A fine horse killed, too, wasn't there?" "Yes," said James; "he was a splendid
creature, brother to this one, and just like him."
"Pity! pity!" said the old man; "'twas a bad place to leap, if I remember; a thin
fence at top, a steep bank down to the stream, wasn't it?
No chance for a horse to see where he is going.
Now, I am for bold riding as much as any man, but still there are some leaps that
only a very knowing old huntsman has any right to take.
A man's life and a horse's life are worth more than a fox's tail; at least, I should
say they ought to be."
During this time the other man had finished Ginger and had brought our corn, and James
and the old man left the stable together.
>
Black Beauty by Anna Sewell CHAPTER 16.
The Fire
Later on in the evening a traveler's horse was brought in by the second hostler, and
while he was cleaning him a young man with a pipe in his mouth lounged into the stable
to gossip.
"I say, Towler," said the hostler, "just run up the ladder into the loft and put
some hay down into this horse's rack, will you? only lay down your pipe."
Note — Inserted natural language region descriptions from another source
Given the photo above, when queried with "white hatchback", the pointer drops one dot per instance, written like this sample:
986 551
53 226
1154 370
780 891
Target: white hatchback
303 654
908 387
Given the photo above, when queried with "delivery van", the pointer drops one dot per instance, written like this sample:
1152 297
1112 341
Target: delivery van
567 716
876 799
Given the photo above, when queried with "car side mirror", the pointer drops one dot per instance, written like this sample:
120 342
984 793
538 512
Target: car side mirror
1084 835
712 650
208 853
"All right," said the other, and went up through the trapdoor; and I heard him step
across the floor overhead and put down the hay.
James came in to look at us the last thing, and then the door was locked.
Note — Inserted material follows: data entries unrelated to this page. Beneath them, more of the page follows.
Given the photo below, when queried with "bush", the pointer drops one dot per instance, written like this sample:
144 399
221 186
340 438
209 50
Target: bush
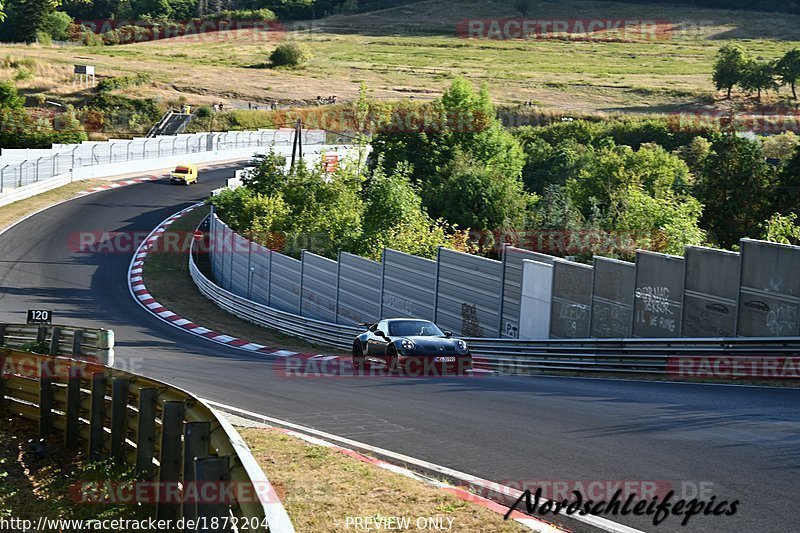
291 54
44 38
9 98
123 82
55 25
243 14
23 74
I cannot say how long I had slept, nor what time in the night it was, but I woke up
very uncomfortable, though I hardly knew why.
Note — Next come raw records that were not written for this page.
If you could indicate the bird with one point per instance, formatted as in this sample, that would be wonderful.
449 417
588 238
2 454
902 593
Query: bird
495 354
I got up; the air seemed all thick and choking.
I heard Ginger coughing and one of the other horses seemed very restless; it was
quite dark, and I could see nothing, but the stable seemed full of smoke, and I
hardly knew how to breathe.
The trapdoor had been left open, and I thought that was the place it came through.
I listened, and heard a soft rushing sort of noise and a low crackling and snapping.
I did not know what it was, but there was something in the sound so strange that it
made me tremble all over. The other horses were all awake; some were
pulling at their halters, others stamping.
At last I heard steps outside, and the hostler who had put up the traveler's horse
burst into the stable with a lantern, and began to untie the horses, and try to lead
them out; but he seemed in such a hurry and
so frightened himself that he frightened me still more.
The first horse would not go with him; he tried the second and third, and they too
would not stir.
He came to me next and tried to drag me out of the stall by force; of course that was
no use. He tried us all by turns and then left the
stable.
No doubt we were very foolish, but danger seemed to be all round, and there was
nobody we knew to trust in, and all was strange and uncertain.
The fresh air that had come in through the open door made it easier to breathe, but
the rushing sound overhead grew louder, and as I looked upward through the bars of my
empty rack I saw a red light flickering on the wall.
Then I heard a cry of "Fire!" outside, and the old hostler quietly and quickly came
in; he got one horse out, and went to another, but the flames were playing round
the trapdoor, and the roaring overhead was dreadful.
The next thing I heard was James' voice, quiet and cheery, as it always was.
"Come, my beauties, it is time for us to be off, so wake up and come along."
I stood nearest the door, so he came to me first, patting me as he came in.
"Come, Beauty, on with your bridle, my boy, we'll soon be out of this smother."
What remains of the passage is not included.